With nearly two million packages, JavaScript's de facto package registry is already an order of magnitude larger than equivalent registries for other programming languages.

JavaScript is probably a more popular programming language, but we're still way off the normal scale here. Why is that? And does it matter?

Standard Library

JavaScript has a taken a unique evolutionary path because of its role on the web. The commitment to backwards compatibility is maintained by a committee who try to ensure that the growth of the language is indefinitely sustainable.

We see a modest handful of extensions to the language specification each year. At this velocity, it becomes hard for JavaScript to ever seriously compete against general purpose programming languages with comprehensive standard libraries.

It doesn't help that both Node.js and the web have 'mid-level' standard libraries, either. Too low-level to use directly in applications, but high-level enough that the average developer can spot opportunities for abstractions.

These gaps created a culture of using libraries to solve all but the simplest problems. If we want to build user interfaces, we reach for React, not document.createElement. If we want to build servers, we reach for Express, not http.createServer. Even before npm existed, working directly with the DOM was uncommon. Everyone reached for jQuery.

When we learn that libraries are the way to solve problems, then we solve novel problems (real and imagined) with novel libraries. More programmers, more problems. More problems, more packages.

External Tools

A majority of the dependencies for modern frontend development are only used during development. This is largely because JavaScript has no official distribution, and the popular runtimes don't include tools for managing codebases.

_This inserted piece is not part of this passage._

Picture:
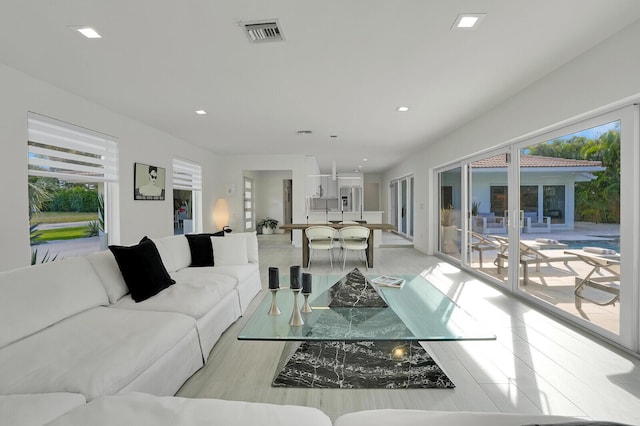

Instead, we reach for libraries. Projects often begin with the installation of a formatter, a linter, a bundler, a type checker, a minifier, a testing framework, or some combination of the above.

These tools are developed in relative isolation. The formatter knows nothing about the linter, the linter knows nothing about the type checker, and so on. These tools need to be wired together with plugins and configuration files. This creates another explosion of supporting packages.

Tribalism

As the lingua franca of the web, people from all kinds of programming backgrounds use JavaScript at some point in their careers.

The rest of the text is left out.